Supine rotations over a ball require glute and hamstring engagement throughout the abdominal rotation — engaging multiple muscle groups in multi-planar movements is a great time-saver  Thomas McDaniel / Immediate Media
Position yourself over a physio ball such that only your upper-thoracic spine, lower cervical spine, and shoulders are resting on the ball. Hips and lower body should be positioned to maximize glute and lower abdominal contractions and create a stable platform throughout the movement. Starting center, rotate to each side, exhaling on the downward stroke and inhaling on the upward stroke. (This breathing technique will not be intuitive, and may even contradict methods learned previously, but this is the most beneficial method for developing optimal diaphragm function.) Throughout the motion, maintain elevated hips and do not allow them to rotate with the spine. The most beneficial execution causes the shoulders to twist over the hips, creating a strong rotational motion along the spine. Rotating to both sides and back to center is one repetition — aim for 15+ reps with good form and consistent breathing technique. Weight should be selected to maintain good form for all reps without resulting in outright fatigue. If you have to hold your breath (aka a ‘valsalva maneuver’) you’ve escaped your abilities. There’s no harm in decreasing weight until the form and strength have caught up with ambition.

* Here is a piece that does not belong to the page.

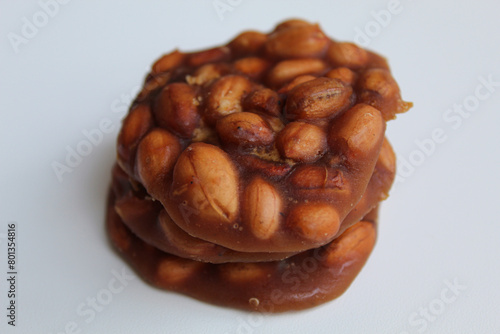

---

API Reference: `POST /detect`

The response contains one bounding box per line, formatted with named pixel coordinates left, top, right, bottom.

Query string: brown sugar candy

3. Prone (face-down) rotation over ball

Prone rotations over a ball activate every abdominal muscle group — increasing speed can generate an eccentric contraction too (in addition to the concentric and isometric contractions present)  Thomas McDaniel / Immediate Media
The prone rotation over the ball is the exact opposite of the supine rotation over ball exercise not just in name but in function too. Previously, we initiated shoulder movement over the hips. This exercise will put the shoulders in static position and require the hips and spine to be in motion. The great part of this exercise is that the effort can be controlled in the setup. Placing the knee or lower leg on the ball decreases load, while moving out to the feet increases load. Take note, the majority of load in this exercise will be placed directly on the low- and mid-back. If this area is problematic for you, begin with a light load to ensure proper form, and build appropriate strength. Position yourself face-down over a physio ball. To get in to position, simply ‘walk’ your upper body until you find a push-up style plank — this is the starting position. Again, how far you ‘walk’ out is relative to your strength.

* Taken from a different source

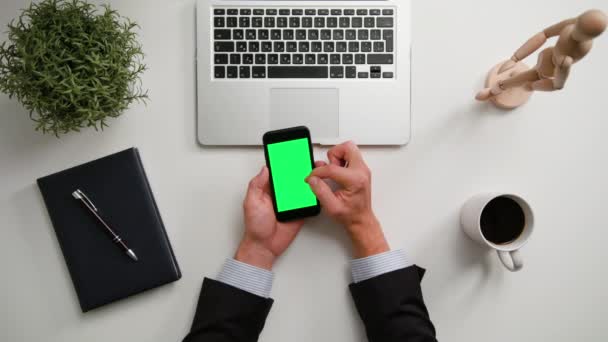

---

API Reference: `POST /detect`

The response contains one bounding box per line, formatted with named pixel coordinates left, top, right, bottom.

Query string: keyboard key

Rotate from center to one side, exhaling on the outward rotation and inhaling on the inward rotation. (Again, this breathing technique might be contradictory to your historical training methods, but research shows it is the best at creating stability in real-life exercise scenarios.) Like the previous exercise, aim for 15+ reps with good form without resulting in outright fatigue. With neuromuscular techniques, training to failure is not advised. Learning and perfecting these movements in the early or off-season allows you to easily execute ‘maintenance fitness’ during the season with minimal commitment. Or wait until the season is a wrap before jumping into a new resistance-training program. Good form, proper breathing and optimal load will encourage rapid increases in neurological function, muscular strength and endurance of critical musculature. Remember, ‘no pain, no gain’ is outdated — when finished you should feel energized and motivated.